We urge the Council to devote fully half of the new sports betting revenue—$13 million—to Birth to Three provisions, or at a minimum the $750,000 dedicated tax that the new law clearly intended for the Birth to Three Act. This is important because the proposed budget provides only a small share of the funding needed to begin implementing the Birth to Three Act—$5 million of the needed $30 million in FY 2020. The funding is needed for the following:

  • $22 million to increase the quality of child care for infants and toddlers in low-income families. Research shows that children in low-income families “often receive early care of such poor quality that it diminishes their potential” but that investments to improve the quality of care they receive has “positive effects that can endure into the early adult years.”[1] The proposed DC budget includes $5 million to improve DC’s child care subsidy program for children in low-income families, but this is less than one-fourth of the $22 million increase needed in FY 2020.
  • $6 million for Home Visiting: Home visiting programs support families of young children as they transition from pregnancy to parenting.
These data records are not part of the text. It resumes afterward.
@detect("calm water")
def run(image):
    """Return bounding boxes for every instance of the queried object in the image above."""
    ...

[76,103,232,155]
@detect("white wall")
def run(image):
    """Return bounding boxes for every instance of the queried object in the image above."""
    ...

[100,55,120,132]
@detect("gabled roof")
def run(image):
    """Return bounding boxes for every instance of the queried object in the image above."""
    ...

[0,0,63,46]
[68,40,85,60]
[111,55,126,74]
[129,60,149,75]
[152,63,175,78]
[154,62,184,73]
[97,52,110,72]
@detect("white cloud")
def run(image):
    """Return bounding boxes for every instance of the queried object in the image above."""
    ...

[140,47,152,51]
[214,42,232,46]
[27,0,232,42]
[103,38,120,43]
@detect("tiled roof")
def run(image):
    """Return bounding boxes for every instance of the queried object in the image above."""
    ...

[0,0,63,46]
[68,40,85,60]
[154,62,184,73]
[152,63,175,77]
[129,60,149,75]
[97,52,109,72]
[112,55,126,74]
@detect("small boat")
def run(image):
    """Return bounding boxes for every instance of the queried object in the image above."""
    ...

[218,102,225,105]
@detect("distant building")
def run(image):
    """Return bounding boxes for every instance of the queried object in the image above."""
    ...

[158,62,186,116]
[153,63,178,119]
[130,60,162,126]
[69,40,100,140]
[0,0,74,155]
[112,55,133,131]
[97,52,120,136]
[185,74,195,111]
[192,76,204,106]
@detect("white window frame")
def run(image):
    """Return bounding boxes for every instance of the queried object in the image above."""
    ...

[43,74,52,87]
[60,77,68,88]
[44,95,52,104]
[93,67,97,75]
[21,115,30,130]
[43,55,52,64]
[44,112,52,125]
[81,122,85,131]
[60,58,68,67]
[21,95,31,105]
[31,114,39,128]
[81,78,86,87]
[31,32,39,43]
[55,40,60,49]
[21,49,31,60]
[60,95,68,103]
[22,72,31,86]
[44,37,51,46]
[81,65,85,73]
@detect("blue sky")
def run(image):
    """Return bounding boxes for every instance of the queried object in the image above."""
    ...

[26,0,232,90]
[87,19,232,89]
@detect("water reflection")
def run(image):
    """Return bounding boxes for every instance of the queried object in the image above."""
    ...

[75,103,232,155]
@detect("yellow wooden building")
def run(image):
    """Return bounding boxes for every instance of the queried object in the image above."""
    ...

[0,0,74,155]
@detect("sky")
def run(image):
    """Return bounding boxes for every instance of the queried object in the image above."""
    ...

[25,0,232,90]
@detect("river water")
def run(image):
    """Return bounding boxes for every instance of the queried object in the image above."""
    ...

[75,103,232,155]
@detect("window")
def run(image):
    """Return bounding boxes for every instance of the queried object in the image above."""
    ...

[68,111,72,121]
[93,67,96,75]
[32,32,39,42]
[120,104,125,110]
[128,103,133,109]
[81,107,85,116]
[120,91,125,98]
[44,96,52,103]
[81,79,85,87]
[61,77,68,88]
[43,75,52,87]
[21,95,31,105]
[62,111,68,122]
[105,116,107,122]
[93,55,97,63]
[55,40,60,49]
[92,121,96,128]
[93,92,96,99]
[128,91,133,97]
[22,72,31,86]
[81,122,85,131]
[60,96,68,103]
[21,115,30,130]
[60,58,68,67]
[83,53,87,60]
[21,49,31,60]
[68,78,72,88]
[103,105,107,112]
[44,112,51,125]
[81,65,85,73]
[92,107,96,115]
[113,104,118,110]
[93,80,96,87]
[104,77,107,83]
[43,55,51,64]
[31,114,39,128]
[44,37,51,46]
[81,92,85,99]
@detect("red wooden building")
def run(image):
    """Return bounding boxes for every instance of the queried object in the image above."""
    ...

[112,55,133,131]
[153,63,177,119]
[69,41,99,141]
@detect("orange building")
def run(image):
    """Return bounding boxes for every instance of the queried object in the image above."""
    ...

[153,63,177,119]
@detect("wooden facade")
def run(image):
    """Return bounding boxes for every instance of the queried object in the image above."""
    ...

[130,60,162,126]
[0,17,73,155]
Evidence-based home visiting supports healthy child development and improves school readiness. The proposed budget has no new resources for home visiting.
  • $2 million for Health: The Birth to Three Act calls for expanding Healthy Futures, which provides on-site mental health consultation to early childhood educators to reduce challenging behaviors and promote positive social emotional development. It also calls for expanding HealthySteps, which uses pediatric visits to address concerns that physicians often lack time to address. This includes feeding, behavior, sleep, attachment, and parental depression.

$13 million would cover nearly all of the additional funding needed to support child care quality improvements.  $750,000 would allow HealthySteps to expand to an additional clinic or provide half of what’s needed to expand Healthy Futures.

DCFPI encourages the Council to keep its commitment to using sports betting revenue to support Birth to Three and the NEAR Act.

Thank you for the chance to testify.


[1] See Zero to Three, “Infant-Toddler Child Care Fact Sheet” 2017.